Die Verpflichtung zur Zahlung nachehelichen Unterhalts beruht daher vorliegend nicht darauf, dass ehebedingte Nachteile zu kompensieren sind, sondern allein auf der nachehelichen Solidarität. Die Parteien waren 14 Jahre lang verheiratet. Der Kläger hat regelmäßig und dauerhaft Unterhalt gezahlt, zunächst für die Tochter und die Beklagte, später für die Beklagte allein. Dieser Umstand ist allerdings nicht geeignet, das von der Beklagten geltend gemachte Vertrauen auf lebenslange Unterhaltszahlungen zu begründen. Nach dem Gesetzeswortlaut, nach den Verhältnissen der Parteien und insbesondere vor dem Hintergrund der Ehedauer ist eine Befristung des Unterhaltsanspruchs der Beklagten möglich und zumutbar.
Bei der Bemessung des künftig zu zahlenden Unterhalts hat der Senat angenommen, dass für die Vergangenheit und für den Zeitraum bis zum 31.12.2010 die Situation der Beklagten weitere Unterhaltsansprüche im - geringfügig reduzierten - Umfang gebietet. Der Kläger ist derzeit leistungsfähig im Umfang von 234,00 EUR; hierbei verbleibt es zunächst, auch nach September 2009.

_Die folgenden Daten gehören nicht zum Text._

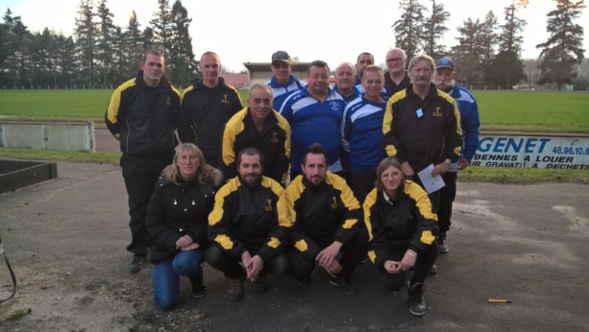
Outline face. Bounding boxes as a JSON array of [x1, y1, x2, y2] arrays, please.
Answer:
[[386, 50, 407, 76], [434, 68, 456, 91], [410, 60, 432, 88], [301, 153, 327, 185], [247, 88, 274, 120], [139, 54, 166, 86], [380, 166, 403, 192], [334, 64, 356, 89], [307, 66, 329, 95], [270, 61, 292, 84], [200, 54, 221, 85], [356, 54, 374, 73], [237, 153, 262, 186], [362, 71, 384, 100], [176, 151, 200, 180]]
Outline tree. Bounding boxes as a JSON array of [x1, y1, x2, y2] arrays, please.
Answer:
[[421, 0, 450, 59], [536, 0, 585, 89], [393, 0, 425, 59]]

Vom 01.01.2011 an endet der Unterhaltsanspruch nicht, sondern verringert sich auf 100,00 EUR, die bis zum 31.12.2018 zu zahlen sind. Hintergrund dieser Regelung ist die finanzielle Situation der Beklagten; bei ihrem regelmäßigen geringen Einkommen aus Erwerbsunfähigkeitsrente erscheint ein längerfristiger reduzierter Unterhaltsanspruch sinnvoller als ein auf einen kürzeren Zeitraum befristeter voller Unterhaltsanspruch. Auch für den Kläger erleichtert die Herabsetzung des Unterhaltsanspruchs das Leben seiner neuen Familie.
III.
Die Kostenentscheidung folgt aus § 92 ZPO, die Entscheidung zur vorläufigen Vollstreckbarkeit aus §§ 708 Nr. 8, 713 ZPO.
Die Revision war nicht zuzulassen, weil die Voraussetzungen des § 543 Abs. 2 ZPO nicht vorliegen.